This preface of Josephus is excellent in its kind, and highly worthy the repeated perusal of the reader, before he set about the perusal of the work itself.
That is, all the Gentiles, both Greeks and Romans.
 We may seasonably note here, that Josephus wrote his Seven Books of the Jewish War long before he wrote these his Antiquities. Those books of the War were published about A.D.75, and these Antiquities, A. D.93, about eighteen years later.
 This Epaphroditus was certainly alive in the third year of Trajan, A.D.100. See the note on the First Book Against Apion, sect.1. Who he was we do not know; for as to Epaphroditus, the freedman of Nero, and afterwards Domitian's secretary, who was put to death by Domitian in the 14th or 15th year of his reign, he could not be alive in the third of Trajan.
 Josephus here plainly alludes to the famous Greek proverb, If God be with us, every thing that is impossible becomes possible.

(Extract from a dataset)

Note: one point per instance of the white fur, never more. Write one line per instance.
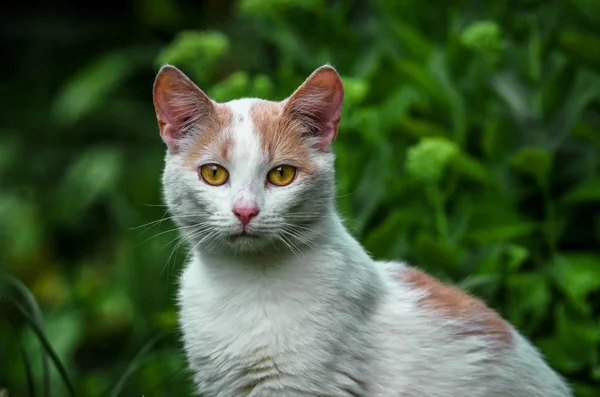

 As to this intended work of Josephus concerning the reasons of many of the Jewish laws, and what philosophical or allegorical sense they would bear, the loss of which work is by some of the learned not much regretted, I am inclinable, in part, to Fabricius's opinion, ap. Havercamp, p.63, 61, That "we need not doubt but that, among some vain and frigid conjectures derived from Jewish imaginations, Josephus would have taught us a greater number of excellent and useful things, which perhaps nobody, neither among the Jews, nor among the Christians, can now inform us of; so that I would give a great deal to find it still extant."